Dans le contrebas, j'apercevais Ted ainsi qu'une dizaine d'hommes du village finaliser les préparatifs. Nous étions presque prêts, et les pirates arrivaient. Je contemplais leur navire. Il était immense, presque aussi long que haut. Dessus, l'équipage se préparait au combat. Au niveau du gouvernail, une femme à la peau mate et à l'allure noble semblait diriger ce petit monde.
Bientôt le bateau fut assez proche pour qu'Hibbert puisse d'adresser à la femme.
– Puis-je vous demander de vous présenter ainsi que la raison de votre visite ? Dit Hibbert.
– Je suis Tigra, reine des mers du nord. Et je viens à vous car je recherche quelqu'un.

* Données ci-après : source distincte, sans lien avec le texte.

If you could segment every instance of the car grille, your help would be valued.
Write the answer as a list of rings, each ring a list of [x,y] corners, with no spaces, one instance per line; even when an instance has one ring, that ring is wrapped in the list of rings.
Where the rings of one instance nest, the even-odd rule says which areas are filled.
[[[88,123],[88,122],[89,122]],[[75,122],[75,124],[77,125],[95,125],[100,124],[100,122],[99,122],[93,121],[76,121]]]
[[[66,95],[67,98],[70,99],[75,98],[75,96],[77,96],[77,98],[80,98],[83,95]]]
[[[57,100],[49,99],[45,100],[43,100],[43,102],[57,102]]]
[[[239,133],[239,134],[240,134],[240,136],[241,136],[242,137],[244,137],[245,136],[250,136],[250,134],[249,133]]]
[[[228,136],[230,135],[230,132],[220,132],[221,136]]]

– Nous n'avons personne à cacher ici. Je suis désolé, vous pouvez passer votre chemin.
– Il s'agit d'une femme qui doit avoir environ vingt ans, brune aux yeux bleus et qui possèderait d'étranges pouvoirs.
Mes jambes flageolaient. Elle me cherchait moi. J'essayais de faire quelques pas de recul pour me mettre hors de son champ de vision. Mais ça ne fit qu'attirer son regard.
– Toi ! Montres toi !
– Ce n'est que ma fille, dit Hibbert, elle a peur voilà tout.
– Nous allons vérifier ça nous même. Envoyez les chaloupes !
Sur ces mots, L'équipage envoya trois embarcations remplies de pirates à l'eau. Ils commençaient à ramer vers la plage.
– Vous devriez dire à vos hommes de rentrer. Dit Hibbert.
Tigra ignora les paroles du chef du village. Elle se préparait pour la prochaine chaloupe. Hibbert mit sa main sur mon épaule, et d'un signe de tête, me souhaita bon courage.
Je saisis mon arc, j'avais préparé des flèches auxquelles j'avais accroché des morceaux de tissu. Rod s'était occupé du feu. Je préparais mon arc et passais ma flèche au dessus des flammes. Le morceau de tissu s'embrasa.
Je regardais en bas nos assaillants se rapprocher du piège que nous avions tendu. Les villageois avaient dispersé des petits tonnelets remplis de poudre un peu partout dans la crique. Les pirates n'y prêtèrent aucune attention. Une chaloupe se rapprochait de l'un d'entre eux.
Je bandais mon arc et arrêta ma respiration. Je sentais chacune des fibres de mon arc, le vent me caressait le visage et m'aidait à estimer sa vitesse. Je visualisais l'endroit exact où je souhaitais envoyer ma flèche, et je relâchais la corde.
Je fis mouche. Dans un bruit assourdissant, l'explosion détruisit l'embarcation et carbonisa son équipage. Les corps morts ou mourants des pirates jonchaient la crique, rougissant l'eau d'habitude si belle en ces lieux.
Les autres chaloupes se stoppèrent, les pirates étaient sous le choc. J'en profitais pour préparer une seconde flèche enflammée et viser une autre cible. Une bourrasque de vent dévia la trajectoire et la flèche finit sa course dans l'eau.
Tigra regardait la scène, furieuse. Elle ordonna à ses hommes de rentrer. Ils s'exécutèrent dans la confusion la plus totale.
Je tirais une troisième et dernière flèche qui se ficha dans un tonnelet proche d'une embarcation. La détonation ne fit pas de dégâts, mais l'équipage tout entier sursauta. Et rama à toute vitesse pour rejoindre le navire principal.
La reine des mers du nord me regardait. Pendant que son équipage remontait sur le bateau, hissait les voiles et relevait l'ancre, elle ne me lâchait pas des yeux. Elle grogna quelques mots que seule moi pouvait entendre.
– Je reviendrais te chercher Fendil.